Senate Committee Passes Health Reform, Wins One Republican Vote
Thursday, Oct 15,2009, 10:34:25 PM Click:
The Senate's Finance Committee approved its health care bill, as it was expected to do -- finally putting this fifth congressional version of health reform to the overall Senate. It's a step awaited for months as the health debate has raged within Congress and within the U.S. public. And the most closely watched senator on the committee -- Olympia Snowe, the lone Republican that was still considering supporting the bill -- did cast her vote in favor of the legislation.
"When history calls, history calls," Snowe said. Though the bill earned the Maine Republican's vote, she said, "There are many many miles to go on this legislative journey."
The committee vote -- 14-9 -- was otherwise down party lines.
Snowe said that because this isn't the final version of the reform bill, she hopes the eventual compromise bill maintains the cost score that this one had from the Congressional Budget Office -- totalling $829 billion in spending over the next decade. "I would hope that we could maintain the integrity of the score of this package," she said during the final debate before the vote. "That's going to be critically important."
Snowe's vote could end up being vital to bypass a Republican filibuster possibility in the Senate as the overall body considers a future compromise bill. At this point, three reform bills await a massive merger in the House and two other bills -- including the Finance bill, which is the only one without the so-called "public option" -- await the same process in the Senate. Snowe cautioned counting on her vote for that bill. "My vote today is my vote today," she said. "It doesn't forecast what my vote will be tomorrow."

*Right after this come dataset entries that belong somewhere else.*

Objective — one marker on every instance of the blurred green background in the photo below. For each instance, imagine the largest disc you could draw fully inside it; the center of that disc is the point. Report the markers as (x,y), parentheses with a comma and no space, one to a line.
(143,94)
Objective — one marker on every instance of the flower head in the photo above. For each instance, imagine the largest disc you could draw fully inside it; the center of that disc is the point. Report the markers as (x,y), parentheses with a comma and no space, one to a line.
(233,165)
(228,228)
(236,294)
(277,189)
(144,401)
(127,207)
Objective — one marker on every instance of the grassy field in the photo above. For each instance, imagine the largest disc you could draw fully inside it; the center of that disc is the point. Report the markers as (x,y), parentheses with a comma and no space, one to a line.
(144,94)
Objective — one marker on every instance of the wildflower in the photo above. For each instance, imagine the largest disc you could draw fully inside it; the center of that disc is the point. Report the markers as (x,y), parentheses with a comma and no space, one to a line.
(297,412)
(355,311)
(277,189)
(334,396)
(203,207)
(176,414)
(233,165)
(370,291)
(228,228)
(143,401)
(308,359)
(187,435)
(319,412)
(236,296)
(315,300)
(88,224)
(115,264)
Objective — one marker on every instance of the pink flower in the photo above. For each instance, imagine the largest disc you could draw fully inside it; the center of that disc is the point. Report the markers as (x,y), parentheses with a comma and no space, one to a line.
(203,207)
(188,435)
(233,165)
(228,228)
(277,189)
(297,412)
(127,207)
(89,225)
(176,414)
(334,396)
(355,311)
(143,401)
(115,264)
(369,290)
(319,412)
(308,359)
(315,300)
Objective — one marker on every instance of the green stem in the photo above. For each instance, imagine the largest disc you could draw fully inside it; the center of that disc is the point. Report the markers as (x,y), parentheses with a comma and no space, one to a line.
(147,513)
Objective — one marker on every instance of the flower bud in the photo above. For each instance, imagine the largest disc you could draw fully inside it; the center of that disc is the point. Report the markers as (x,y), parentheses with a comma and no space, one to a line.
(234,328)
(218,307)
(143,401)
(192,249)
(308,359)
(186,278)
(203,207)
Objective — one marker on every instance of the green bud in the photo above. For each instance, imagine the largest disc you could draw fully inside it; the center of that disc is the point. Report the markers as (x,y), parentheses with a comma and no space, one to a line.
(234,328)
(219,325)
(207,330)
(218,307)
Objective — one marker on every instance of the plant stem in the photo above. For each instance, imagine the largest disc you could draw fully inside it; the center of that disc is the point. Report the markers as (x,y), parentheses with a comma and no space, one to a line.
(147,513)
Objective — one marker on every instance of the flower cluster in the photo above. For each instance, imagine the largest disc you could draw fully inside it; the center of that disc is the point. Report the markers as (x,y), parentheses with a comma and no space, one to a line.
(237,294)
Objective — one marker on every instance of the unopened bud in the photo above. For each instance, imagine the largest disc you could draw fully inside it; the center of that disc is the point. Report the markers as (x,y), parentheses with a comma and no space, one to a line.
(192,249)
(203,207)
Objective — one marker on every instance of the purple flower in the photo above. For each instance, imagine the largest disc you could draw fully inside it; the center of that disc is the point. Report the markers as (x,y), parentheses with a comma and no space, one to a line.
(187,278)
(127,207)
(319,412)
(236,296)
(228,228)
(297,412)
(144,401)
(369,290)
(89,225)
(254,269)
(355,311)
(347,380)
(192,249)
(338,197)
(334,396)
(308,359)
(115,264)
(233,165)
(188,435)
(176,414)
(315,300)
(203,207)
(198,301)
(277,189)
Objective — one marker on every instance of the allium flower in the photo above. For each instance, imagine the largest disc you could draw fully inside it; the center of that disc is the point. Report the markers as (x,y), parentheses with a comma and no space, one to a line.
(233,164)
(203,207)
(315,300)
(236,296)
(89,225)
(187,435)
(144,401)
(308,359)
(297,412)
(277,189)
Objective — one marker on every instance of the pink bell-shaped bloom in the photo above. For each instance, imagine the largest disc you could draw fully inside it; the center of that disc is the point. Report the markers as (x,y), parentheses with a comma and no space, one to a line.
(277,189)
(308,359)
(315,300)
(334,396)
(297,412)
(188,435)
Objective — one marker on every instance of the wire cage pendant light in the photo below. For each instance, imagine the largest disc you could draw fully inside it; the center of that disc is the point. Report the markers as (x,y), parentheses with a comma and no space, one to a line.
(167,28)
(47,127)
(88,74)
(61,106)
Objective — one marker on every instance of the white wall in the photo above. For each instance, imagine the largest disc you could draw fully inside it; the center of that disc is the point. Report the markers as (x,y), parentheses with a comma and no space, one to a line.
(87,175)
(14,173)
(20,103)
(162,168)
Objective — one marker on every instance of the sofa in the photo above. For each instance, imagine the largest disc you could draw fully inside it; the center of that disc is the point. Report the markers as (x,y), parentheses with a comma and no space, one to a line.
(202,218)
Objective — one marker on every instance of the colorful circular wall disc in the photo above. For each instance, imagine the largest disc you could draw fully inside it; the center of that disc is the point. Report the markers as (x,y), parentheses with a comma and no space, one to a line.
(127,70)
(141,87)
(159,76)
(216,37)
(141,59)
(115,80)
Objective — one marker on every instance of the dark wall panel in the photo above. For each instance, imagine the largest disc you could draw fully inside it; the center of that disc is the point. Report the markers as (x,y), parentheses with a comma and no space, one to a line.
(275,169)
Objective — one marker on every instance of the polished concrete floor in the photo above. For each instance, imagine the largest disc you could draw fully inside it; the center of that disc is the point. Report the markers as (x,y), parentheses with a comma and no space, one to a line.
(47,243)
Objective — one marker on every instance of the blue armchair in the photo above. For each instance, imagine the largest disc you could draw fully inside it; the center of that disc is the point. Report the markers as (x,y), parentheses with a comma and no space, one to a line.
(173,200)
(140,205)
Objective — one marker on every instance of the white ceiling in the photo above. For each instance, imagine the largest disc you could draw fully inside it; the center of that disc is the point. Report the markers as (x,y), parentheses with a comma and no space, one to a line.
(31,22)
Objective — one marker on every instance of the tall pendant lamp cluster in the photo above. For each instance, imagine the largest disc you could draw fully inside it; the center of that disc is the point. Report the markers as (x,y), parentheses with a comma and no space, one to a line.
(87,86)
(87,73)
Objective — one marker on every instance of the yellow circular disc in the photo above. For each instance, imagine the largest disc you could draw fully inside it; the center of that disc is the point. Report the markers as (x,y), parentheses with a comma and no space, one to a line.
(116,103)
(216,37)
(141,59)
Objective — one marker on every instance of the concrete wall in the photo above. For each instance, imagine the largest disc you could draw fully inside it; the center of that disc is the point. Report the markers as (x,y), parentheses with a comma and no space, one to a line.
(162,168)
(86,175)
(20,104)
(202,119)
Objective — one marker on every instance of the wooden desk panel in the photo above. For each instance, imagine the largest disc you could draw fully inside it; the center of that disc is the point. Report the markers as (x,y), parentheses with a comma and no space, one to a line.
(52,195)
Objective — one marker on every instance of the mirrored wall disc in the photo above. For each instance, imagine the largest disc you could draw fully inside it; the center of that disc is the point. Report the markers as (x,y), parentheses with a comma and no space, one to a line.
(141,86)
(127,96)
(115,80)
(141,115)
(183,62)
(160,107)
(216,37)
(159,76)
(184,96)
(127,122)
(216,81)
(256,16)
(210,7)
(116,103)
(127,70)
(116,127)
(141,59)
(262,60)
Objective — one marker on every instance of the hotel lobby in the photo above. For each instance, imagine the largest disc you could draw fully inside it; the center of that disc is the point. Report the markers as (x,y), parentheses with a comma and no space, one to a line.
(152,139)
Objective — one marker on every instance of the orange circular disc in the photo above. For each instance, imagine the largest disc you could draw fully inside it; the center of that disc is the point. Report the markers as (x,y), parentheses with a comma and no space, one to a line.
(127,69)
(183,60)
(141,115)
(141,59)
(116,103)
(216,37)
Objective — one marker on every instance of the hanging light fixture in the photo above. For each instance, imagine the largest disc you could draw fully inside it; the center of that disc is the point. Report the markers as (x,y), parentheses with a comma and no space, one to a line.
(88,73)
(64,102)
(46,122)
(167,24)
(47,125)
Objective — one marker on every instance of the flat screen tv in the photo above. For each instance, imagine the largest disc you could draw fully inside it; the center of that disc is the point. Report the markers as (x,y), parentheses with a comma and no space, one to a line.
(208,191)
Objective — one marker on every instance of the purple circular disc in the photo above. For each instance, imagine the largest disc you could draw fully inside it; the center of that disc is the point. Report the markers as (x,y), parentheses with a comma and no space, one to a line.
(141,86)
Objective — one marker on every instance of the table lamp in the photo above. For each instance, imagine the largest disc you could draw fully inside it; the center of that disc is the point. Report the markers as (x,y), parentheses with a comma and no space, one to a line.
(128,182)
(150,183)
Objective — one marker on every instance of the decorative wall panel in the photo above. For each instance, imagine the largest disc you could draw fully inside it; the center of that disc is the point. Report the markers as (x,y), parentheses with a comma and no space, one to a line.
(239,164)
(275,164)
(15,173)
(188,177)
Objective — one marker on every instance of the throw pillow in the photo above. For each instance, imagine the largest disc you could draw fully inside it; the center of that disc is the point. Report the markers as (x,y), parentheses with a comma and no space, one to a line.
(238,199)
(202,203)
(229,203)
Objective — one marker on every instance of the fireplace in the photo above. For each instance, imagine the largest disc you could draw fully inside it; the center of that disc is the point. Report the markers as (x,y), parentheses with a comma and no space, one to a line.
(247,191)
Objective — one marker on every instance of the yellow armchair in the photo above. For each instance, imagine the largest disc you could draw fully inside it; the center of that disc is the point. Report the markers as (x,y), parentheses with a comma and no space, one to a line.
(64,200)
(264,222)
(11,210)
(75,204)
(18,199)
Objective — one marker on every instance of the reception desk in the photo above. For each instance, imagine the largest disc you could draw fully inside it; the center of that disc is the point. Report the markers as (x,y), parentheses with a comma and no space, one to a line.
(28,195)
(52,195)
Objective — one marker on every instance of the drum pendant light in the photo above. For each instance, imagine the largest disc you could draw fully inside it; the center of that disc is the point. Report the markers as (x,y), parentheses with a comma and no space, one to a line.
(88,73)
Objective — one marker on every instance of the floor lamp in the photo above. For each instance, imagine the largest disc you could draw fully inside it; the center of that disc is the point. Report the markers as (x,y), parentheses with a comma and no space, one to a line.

The pre-vote committee debate in the Senate featured a series of Democrats slashing at the health insurance industry's release of a cost report -- detailing increased cost potentials for consumers under the reform bill introduced by Sen. Max Baucus, the committee's chairman -- on the eve of the vote. America's Health Insurance Plans had put out the PricewaterhouseCoopers study that it commissioned, which suggested major increases to consumer health care premiums in the next decade (BestWire, Oct. 12, 2009).
"Frankly, the insurance industry ought to be ashamed of this report," said Sen. John Kerry, D-Mass. "There's an old saying: If you're not part of the solution, you're part of the problem."
Sen. Bob Menendez, D-N.J., called the report "one last effort to sink health reform by playing yet another fear card."
"How convenient that they came forward at the 11th hour," he said. "Suddenly insurers have conjured up a deeply flawed report."
Baucus stuck to broad strokes. "My colleagues, this is our opportunity to make history," he said. "Now is the time to get this done." And he was quick to praise Snowe's willingness to support the bill, calling hers a "very thoughtful statement."
"It'll be well remembered," he predicted.
But the committee's ranking Republican, Sen. Chuck Grassley of Iowa, said the GOP lawmakers "were rebuffed at every step." He said the legislation, as it approaches compromise with Sen. Edward Kennedy's bill passed through the Health, Education, Labor and Pensions Committee, is going in the wrong direction. "This bill is already moving on a slippery slope to more and more government control of health care."
Sen Orrin Hatch, R-Utah, said this isn't the bill that the Senate will see later. "The real bill is being written behind the darkness of closed doors," he said.
After the vote, Hatch kept up the criticism. "It's going to cost us an arm and a leg," he said. "It's going to disrupt the practice of medicine."